I find them mildly amusing, but I find that they're one of those acts that gets way too hyped out the ass by people who want to wow people with their dadaist interests (like college assholes who buy Che shirts). Zorn's a kind of darling in the world of those collegiate avant-garde hipsters and punkrock "intellectuals", and that's
never a good thing. I personally think that Zorn is not a very inventive sax player and that most of his groups rely way too heavily on their "out there" aesthetics. As a composer, he overuses pastiche methods to the point where everything sounds like a hodge-podge. Naked City has one composition where there's a minute-and-a-half of completely random-seeming stylistic shifts, all carefully-composed, but what does it really matter? Each little segment has some very specific source from elsewhere in the twentieth century and the only difference is that it was original THEN. Another good example of this style is definitely seen in his piano composition
Carny, which jumps from one style to another and never quite sounds like it could be, well, a style for John Zorn the individual.

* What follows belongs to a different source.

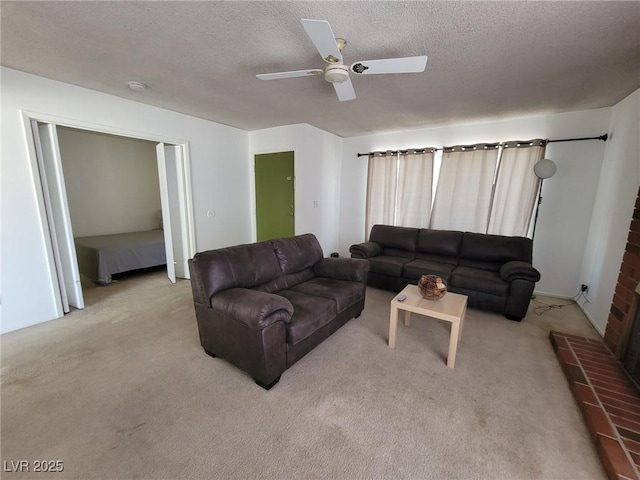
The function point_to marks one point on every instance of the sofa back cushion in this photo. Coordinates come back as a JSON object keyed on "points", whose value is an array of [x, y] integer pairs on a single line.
{"points": [[297, 253], [490, 252], [286, 281], [243, 266], [395, 241], [442, 245]]}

Naked City operates the same way, drawing in a little bit of hardcore, playing some snarky TV theme covers, and of course the obligatory atrocious full-frontal-assaults of screeching and squalling improv that Zorn and his groups always seem to come around to (.....yaaawwnnnn....).
Don't get me wrong, the musicians in that group are awesome, but I think everyone of them has done better work in pretty much everything else they've ever worked on, especially Fred Frith and Joey Baron. I don't think the "singer" is worth the cost of all the microphones he's probably ruined. Zorn's leadership turns them nothing more than a flash-in-the-pan musical oddity for hipsters and record collectors to pin on their chests as a symbol to impress upon, well, other hipsters and record collectors.
Zorn's qualities as a composer have slowly been coming into more focus these past few years as he has spent more time dabbling in classical-ish composition (chamber pieces, etc..). I really liked his discs
Magick and
Mysterium, which featured a variety of different instrumental pieces and a very excellent vocal work (I don't remember the names off the top of my head).
As a heavily-involved enthusiast of the scene that John Zorn's work stems from, I assure you that there's consistently been dozens and dozens of other musical things going on that are worth more of your attention and that are far more rewarding.
(sorry for the rant, but since Zorn recently got one of those $500K genius grants, he's certainly up for discussion).